風も陽射しも暖かで、身体中がふんわりする。


この道を50メートルくらい進むと、大きな公園に出る。

ちょろちょろと小川が流れていて、数メートル置きに小さな橋が架かっている。

わたしは砂利道を歩きながら、橋を渡って向こうに行き、その先の橋を渡ってこっちに戻りを繰り返しながら、一人できゃいきゃいとはしゃいでしまう。

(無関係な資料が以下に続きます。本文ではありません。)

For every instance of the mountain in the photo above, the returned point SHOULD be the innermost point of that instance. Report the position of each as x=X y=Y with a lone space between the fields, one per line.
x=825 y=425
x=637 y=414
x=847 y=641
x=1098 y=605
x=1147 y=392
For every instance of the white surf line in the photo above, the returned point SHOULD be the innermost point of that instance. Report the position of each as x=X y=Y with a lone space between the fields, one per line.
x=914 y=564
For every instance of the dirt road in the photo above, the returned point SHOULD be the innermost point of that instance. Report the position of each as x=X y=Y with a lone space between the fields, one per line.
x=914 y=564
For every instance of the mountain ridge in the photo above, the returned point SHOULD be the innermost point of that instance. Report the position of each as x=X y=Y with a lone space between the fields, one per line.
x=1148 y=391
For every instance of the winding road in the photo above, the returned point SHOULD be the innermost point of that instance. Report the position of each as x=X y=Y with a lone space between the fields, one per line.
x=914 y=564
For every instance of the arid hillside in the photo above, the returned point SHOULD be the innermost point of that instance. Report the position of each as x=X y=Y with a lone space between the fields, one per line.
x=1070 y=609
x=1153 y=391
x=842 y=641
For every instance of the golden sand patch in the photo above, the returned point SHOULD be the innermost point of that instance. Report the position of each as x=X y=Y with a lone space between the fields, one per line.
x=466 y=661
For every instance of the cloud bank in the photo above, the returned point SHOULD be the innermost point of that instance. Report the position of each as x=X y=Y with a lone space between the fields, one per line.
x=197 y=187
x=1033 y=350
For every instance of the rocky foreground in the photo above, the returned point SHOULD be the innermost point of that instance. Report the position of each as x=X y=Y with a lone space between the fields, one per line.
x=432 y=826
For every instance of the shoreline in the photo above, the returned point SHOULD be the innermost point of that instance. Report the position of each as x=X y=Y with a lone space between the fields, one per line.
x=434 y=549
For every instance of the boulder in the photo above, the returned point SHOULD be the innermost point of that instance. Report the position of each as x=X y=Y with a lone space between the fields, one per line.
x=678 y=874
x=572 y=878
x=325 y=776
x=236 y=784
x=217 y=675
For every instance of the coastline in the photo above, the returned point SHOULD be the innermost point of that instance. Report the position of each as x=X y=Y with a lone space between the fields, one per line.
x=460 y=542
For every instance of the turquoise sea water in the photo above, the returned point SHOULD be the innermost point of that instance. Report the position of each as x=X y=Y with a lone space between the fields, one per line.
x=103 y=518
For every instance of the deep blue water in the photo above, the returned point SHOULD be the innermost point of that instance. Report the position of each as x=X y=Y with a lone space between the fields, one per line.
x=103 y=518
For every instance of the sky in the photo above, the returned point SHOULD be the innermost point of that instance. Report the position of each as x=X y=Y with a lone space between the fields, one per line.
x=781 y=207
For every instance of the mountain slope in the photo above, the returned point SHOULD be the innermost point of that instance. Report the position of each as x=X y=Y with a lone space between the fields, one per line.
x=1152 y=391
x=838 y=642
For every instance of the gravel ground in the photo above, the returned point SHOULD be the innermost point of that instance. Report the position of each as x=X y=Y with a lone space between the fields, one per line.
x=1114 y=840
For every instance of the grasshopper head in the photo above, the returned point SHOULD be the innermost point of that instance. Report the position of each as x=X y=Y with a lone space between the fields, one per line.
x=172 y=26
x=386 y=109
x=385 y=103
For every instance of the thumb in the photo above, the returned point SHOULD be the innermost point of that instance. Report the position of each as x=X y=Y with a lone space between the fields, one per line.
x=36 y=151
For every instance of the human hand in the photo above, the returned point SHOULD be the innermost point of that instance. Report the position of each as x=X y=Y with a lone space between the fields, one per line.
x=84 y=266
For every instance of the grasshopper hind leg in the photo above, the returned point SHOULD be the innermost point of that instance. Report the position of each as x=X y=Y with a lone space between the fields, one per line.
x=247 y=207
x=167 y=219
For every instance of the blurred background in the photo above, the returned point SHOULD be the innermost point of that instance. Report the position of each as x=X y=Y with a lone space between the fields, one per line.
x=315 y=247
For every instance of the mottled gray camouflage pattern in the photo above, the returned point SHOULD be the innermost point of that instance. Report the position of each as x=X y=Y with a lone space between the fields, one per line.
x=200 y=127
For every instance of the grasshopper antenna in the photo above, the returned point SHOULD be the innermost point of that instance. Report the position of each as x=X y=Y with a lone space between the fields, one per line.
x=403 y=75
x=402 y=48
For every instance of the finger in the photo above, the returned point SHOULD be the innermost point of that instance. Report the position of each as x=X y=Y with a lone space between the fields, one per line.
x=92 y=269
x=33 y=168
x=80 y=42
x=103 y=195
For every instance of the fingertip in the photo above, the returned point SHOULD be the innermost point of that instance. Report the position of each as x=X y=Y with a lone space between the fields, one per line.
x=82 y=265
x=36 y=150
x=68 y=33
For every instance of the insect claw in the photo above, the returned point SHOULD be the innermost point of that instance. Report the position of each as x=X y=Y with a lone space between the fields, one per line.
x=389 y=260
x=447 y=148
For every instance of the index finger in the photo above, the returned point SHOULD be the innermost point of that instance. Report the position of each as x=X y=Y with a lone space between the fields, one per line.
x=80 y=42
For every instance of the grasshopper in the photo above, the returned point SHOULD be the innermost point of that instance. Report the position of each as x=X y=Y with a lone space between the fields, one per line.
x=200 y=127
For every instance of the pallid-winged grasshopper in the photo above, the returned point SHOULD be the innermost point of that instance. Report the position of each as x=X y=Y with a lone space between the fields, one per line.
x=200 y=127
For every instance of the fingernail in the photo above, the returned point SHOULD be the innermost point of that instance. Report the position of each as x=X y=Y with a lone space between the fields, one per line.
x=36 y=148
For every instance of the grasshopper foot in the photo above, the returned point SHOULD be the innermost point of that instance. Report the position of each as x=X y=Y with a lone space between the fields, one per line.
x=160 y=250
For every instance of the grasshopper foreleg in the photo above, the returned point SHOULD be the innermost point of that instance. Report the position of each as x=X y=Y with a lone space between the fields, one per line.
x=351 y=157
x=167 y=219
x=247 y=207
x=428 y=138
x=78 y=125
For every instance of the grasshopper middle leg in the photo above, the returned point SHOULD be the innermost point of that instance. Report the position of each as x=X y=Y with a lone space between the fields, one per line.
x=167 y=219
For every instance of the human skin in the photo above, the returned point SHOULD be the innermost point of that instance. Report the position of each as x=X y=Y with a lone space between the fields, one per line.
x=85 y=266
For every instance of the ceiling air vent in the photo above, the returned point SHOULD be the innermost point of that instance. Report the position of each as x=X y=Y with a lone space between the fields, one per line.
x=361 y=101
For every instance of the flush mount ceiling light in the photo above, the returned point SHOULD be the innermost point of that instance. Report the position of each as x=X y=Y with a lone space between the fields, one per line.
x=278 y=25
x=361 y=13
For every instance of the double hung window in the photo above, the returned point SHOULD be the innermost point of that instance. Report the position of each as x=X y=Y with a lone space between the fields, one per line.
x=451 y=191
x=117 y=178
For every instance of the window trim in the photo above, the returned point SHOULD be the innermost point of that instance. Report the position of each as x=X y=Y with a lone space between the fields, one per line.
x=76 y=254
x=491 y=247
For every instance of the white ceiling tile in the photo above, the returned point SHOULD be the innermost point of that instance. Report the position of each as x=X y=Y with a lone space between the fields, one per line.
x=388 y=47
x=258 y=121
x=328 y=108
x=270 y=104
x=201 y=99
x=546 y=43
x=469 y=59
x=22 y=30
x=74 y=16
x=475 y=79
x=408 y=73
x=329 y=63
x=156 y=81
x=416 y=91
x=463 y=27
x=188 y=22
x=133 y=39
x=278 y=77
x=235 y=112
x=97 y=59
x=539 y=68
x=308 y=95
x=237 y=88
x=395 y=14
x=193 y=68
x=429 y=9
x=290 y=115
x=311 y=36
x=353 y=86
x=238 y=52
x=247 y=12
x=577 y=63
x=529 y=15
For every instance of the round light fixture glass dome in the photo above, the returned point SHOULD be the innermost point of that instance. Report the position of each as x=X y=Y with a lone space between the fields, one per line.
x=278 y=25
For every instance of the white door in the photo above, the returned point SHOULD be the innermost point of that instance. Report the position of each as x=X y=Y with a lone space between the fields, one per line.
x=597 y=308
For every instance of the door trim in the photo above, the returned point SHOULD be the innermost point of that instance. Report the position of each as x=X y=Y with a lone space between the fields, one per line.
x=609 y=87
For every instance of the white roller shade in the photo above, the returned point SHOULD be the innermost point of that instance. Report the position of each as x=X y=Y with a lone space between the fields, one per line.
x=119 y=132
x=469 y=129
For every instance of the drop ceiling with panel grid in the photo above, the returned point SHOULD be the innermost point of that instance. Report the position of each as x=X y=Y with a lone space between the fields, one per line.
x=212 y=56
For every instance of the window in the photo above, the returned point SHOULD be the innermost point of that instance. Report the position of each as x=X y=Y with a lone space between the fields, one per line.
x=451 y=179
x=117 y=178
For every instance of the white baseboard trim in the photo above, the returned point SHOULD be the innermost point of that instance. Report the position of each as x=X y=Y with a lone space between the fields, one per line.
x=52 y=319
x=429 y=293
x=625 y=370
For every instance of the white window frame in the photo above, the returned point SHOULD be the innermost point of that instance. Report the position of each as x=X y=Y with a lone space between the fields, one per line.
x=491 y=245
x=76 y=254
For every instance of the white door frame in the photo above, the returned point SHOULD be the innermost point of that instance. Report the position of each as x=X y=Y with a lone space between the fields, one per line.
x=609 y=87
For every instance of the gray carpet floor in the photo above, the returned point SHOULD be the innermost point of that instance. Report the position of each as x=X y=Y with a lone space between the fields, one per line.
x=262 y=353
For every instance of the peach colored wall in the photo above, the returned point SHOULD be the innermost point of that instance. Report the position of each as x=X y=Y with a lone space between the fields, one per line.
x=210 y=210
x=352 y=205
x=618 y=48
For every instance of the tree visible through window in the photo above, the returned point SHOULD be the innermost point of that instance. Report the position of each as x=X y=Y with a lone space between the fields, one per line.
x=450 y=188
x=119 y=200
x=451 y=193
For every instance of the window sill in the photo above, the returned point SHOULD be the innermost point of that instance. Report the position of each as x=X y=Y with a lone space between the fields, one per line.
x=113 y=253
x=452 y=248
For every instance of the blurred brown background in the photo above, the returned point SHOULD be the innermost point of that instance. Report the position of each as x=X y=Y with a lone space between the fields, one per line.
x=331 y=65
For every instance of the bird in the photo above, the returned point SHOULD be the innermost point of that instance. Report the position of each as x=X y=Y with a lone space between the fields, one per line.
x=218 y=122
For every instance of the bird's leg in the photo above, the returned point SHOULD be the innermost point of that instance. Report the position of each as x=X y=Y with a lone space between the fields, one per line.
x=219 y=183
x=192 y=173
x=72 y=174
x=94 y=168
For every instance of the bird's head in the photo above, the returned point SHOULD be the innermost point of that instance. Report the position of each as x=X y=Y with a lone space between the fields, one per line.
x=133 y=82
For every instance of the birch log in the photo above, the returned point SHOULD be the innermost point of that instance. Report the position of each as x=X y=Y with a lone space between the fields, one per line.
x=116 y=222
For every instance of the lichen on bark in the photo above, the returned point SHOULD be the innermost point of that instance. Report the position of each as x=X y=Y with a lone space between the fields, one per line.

レンは自転車を引いて、そんなわたしを苦笑しながら見ている。

足にぶつかった小石がポチャンと落ちて、ゆっくり川底を転がった。


砂利道の両脇には桜並木がずっと続いていて、ピンクのトンネルみたいだ。

はらはらと降りてくる花びらが、髪に、肩に、着地する。

レンの髪についた花びらをつまむと、

レンもわたしに同じことをした。


(手、つなぎたいな…)


何度もそう思うのだけど、何となく恥ずかしくて言い出せない。

勝手に握ってしまってもいいんだけど、それも何だか…あのキスの後じゃ…みえみえって感じで、イヤだった。

何もわたしが見栄を張ったところで、何の意味もないのだけれど、

だけど、やっぱり、レンからそうして欲しい。


そのほうが、嬉しい。

そのほうが、レンの気持ちが、ちょっとわかる。

少なくても、そうしたいって思ってくれてることになる。